The herd and horse communication

The herd... wind... nature... silence...

The first words that come to mind when I observe my herd with a lead mare and a mentoring stallion. It looks as if information is passed between them by the wind, the signals they give each other are so subtle! It’s almost impossible to see that there’s constant interaction. It looks like they’re just grazing. Because I’ve had the privilege to share my life’s journey with them, I am in contact with them almost 24/7. I can hear them through the walls of my yurt, where I’ve been living for several years, so I understand whether they are looking for one another, greeting each other, or if they’re warning, alerting each other, defining boundaries...

In nature, a horse is able to “talk” to its entire herd only by moving its ear or tail. The more stable the herd, with clearly defined roles, the more subtle the cues to the human eye. And above all, horses communicate in pictures! My lead mare, Hatori, stands peacefully by a bale of hay, yet all the other members can detect the exact millisecond when they’re allowed to approach and eat with her without her having to bat an eyelash. Her “dominant” position has nothing to do with grand gestures, aggression, pressure or force. Her leadership is in power of her gentleness.

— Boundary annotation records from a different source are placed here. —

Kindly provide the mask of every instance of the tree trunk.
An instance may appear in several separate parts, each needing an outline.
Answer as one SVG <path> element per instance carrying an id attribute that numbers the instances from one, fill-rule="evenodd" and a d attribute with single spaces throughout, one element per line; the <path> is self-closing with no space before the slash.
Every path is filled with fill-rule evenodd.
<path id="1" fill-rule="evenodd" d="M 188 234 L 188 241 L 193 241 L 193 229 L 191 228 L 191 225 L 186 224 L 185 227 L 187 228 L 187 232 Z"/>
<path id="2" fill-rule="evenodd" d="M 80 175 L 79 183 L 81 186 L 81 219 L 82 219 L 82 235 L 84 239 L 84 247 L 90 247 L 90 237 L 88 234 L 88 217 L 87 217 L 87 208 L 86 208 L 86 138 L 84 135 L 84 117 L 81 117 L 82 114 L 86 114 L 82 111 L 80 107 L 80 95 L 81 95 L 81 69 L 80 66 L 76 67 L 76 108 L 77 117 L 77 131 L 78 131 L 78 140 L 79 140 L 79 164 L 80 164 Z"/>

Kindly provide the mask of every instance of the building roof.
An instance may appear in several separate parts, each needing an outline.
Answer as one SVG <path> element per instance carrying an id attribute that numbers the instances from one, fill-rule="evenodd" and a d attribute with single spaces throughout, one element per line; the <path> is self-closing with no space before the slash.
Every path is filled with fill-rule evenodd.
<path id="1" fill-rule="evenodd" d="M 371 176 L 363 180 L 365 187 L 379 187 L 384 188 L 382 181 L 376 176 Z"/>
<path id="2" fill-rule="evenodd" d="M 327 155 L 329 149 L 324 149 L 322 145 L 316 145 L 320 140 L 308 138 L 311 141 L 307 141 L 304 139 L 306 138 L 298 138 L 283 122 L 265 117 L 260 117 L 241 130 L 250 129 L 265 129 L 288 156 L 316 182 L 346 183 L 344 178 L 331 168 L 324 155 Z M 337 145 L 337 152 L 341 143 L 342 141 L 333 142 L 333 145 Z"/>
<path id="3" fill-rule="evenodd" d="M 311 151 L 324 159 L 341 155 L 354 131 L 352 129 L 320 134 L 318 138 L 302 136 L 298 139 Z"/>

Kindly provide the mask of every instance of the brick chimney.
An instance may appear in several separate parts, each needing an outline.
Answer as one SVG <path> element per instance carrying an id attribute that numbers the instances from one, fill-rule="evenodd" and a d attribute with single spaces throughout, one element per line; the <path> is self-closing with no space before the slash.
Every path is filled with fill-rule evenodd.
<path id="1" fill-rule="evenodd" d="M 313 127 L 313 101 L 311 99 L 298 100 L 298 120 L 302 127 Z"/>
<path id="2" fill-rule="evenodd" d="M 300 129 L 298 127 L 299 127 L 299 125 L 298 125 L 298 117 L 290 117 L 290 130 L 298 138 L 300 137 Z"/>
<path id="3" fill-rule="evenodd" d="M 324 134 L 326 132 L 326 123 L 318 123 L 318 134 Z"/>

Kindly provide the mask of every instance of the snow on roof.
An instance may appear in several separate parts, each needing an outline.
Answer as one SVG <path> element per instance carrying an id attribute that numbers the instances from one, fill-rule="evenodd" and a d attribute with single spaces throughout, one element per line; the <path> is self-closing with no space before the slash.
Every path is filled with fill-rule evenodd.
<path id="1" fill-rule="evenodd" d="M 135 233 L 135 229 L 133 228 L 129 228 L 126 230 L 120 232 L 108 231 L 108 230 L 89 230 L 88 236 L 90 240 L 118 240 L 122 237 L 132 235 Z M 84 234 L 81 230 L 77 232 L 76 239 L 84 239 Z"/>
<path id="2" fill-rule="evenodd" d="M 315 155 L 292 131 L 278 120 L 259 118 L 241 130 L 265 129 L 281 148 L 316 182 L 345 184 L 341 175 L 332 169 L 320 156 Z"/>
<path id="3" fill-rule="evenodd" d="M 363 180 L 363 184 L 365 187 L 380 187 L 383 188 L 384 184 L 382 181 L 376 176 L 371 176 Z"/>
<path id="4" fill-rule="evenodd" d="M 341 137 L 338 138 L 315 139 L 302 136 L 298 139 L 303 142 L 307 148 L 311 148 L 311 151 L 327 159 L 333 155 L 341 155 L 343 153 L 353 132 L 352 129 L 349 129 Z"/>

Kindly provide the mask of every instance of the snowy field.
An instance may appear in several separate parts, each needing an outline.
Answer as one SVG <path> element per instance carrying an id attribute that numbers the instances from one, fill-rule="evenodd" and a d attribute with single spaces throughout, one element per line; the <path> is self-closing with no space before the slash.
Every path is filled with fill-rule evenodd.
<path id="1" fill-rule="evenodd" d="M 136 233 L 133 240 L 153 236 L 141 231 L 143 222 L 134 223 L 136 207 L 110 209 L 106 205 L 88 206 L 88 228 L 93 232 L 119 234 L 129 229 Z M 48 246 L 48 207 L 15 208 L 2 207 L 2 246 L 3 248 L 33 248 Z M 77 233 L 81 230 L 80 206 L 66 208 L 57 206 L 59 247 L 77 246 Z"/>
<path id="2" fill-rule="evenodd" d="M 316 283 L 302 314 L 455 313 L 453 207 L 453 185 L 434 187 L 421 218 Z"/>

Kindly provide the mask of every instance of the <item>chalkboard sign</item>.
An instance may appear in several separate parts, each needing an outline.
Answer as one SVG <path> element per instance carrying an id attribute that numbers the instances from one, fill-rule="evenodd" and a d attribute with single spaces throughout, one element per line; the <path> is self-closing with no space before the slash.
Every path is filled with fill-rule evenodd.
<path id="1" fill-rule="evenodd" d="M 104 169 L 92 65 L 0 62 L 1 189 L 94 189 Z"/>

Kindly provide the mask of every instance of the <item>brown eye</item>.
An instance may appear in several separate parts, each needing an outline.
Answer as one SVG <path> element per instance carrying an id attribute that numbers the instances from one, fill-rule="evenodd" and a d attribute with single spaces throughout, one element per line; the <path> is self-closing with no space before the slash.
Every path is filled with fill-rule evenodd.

At first glance, an independent observer may not even notice that there’s a stallion present in the herd. Just like in nature. To the layman, he can even seem like the least important member of the herd, because he usually stands on the sidelines, looking like the odd one out. But he’s only fulfilling his natural role – educating and guarding. He makes sure that order is maintained and rules are followed. If the mare decides to move the herd, he will make sure everyone keeps pace and doesn’t talk back, because as a group they are safe. Even newborn colts naturally gravitate towards him. He’s like a “dad” to them, displaying masculine authority. My stallion doesn’t live in a separate field but together with his family unit, which makes for a wonderful dance as they playfully compete for space. 

Most of the horses live in herds we’ve created for them. They are forced to form friendships, often surviving in pairs and tolerating each other because they don’t have a choice. They are forced to be in uncomfortable spaces, dysfunctional groups, and most importantly, they are misunderstood by their own biped, who searches in vain for a way to communicate with them. Some people work with pressure, others with treats, or other methods that take as many forms as there are users – horsemanship, natural communication, positive reinforcement, take your pick... That’s why we often see horses with eyes that’ve gone silent because no one’s listening. Horses that have shut down. Just like some people. Passive, resigned.

Let’s only observe the horses. Perceive them. Feel them. Breathe with them. Share their silence. Offer rather than force. Step into the image they’ve created and continue expanding it with them. Discover their channel of communication based on gentle signs. And once we discover the gentleness within ourselves, we’ll discover the way. The way of life. Which horses will embrace, happy to be lead naturally by such guidance.